Fieldstone did have quality controls in place. It had a way to detect house flippers and to guard against predatory lending when borrowers refinanced. It gauged the performance of underwriters monthly and cut ties with brokers whose loans went bad, according to regulatory filings.
But the company had a blind spot in its system. It couldn't track mortgages it originated before mid-2003 - or how often the loans defaulted or were paid off early - because it sold all of its loans, according to filings. So executives couldn't really know how well their quality checks would protect them from losses.
Industrywide data on subprime loan performance that Fieldstone executives could review was obscured by a backdrop of home prices that had been rising since the mid-1990s. Higher home prices masked problems because borrowers could sell with enough equity to cover the loan.

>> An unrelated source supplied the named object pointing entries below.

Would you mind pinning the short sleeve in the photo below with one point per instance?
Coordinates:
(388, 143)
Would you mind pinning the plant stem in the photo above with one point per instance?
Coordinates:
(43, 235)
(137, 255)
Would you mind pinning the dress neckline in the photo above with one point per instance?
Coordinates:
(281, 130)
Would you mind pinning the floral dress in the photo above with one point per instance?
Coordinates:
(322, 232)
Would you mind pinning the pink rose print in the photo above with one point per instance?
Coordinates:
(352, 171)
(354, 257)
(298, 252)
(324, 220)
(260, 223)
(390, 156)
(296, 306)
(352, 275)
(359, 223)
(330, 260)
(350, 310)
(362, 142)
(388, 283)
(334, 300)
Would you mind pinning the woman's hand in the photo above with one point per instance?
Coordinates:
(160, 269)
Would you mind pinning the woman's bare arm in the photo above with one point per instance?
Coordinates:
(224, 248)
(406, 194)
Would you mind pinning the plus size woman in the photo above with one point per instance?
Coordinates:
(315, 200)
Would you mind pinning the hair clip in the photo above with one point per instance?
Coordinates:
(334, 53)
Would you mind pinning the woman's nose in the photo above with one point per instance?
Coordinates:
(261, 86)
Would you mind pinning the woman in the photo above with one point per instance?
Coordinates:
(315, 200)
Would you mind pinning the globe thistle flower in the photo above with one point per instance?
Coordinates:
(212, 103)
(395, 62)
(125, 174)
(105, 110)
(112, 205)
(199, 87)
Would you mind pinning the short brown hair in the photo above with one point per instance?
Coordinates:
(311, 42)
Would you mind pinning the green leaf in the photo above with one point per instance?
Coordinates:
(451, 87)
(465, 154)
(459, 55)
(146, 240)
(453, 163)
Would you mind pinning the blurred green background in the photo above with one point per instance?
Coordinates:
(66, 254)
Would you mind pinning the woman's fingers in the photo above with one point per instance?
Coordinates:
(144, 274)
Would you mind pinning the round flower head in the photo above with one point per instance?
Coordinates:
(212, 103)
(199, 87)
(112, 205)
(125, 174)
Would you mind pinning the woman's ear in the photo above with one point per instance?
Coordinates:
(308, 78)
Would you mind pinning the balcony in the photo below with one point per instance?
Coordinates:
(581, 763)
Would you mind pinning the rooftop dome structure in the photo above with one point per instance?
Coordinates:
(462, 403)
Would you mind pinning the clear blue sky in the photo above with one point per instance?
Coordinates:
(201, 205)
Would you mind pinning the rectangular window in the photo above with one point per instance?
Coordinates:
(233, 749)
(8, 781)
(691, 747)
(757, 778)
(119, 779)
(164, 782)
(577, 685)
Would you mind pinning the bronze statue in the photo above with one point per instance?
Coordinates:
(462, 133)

And in the heights of the subprime boom, pushing the lending envelope became the norm. Williams, who left Fieldstone in May, said she didn't worry about the lending guidelines at the time because brokers often complained they were too restrictive for them to compete. In retrospect, she said, the company didn't watch its operations or borrowers closely enough.
Steve Morberg, a former West Coast account executive, said the company often lagged behind the market with new products. "We were always told by management: `We're doing it right. We want to stay in business. We don't want to do those crazy loans,'" he said.
Expecting demand
Even when loan delinquencies began to rise and home appreciation slowed nationwide, Fieldstone executives said they saw opportunity. According to a presentation to investors in Las Vegas in January 2007, executives argued that competitors wouldn't be able to survive and that rising consumer debt would drive demand for subprime loans. They also said they would tighten lending guidelines and add to their sales force.
But at that time, they were getting margin calls from Wall Street lenders. And one of their peers, Harkness, was making waves.
The general counsel had been with the company since 2004 and had weathered her share of corporate upheavals. She was a lawyer at Enron Corp. before it collapsed and, according to one press account, she once questioned Andrew Fastow, the chief financial officer, about his now infamous off-the-book partnerships that landed him in jail for fraud.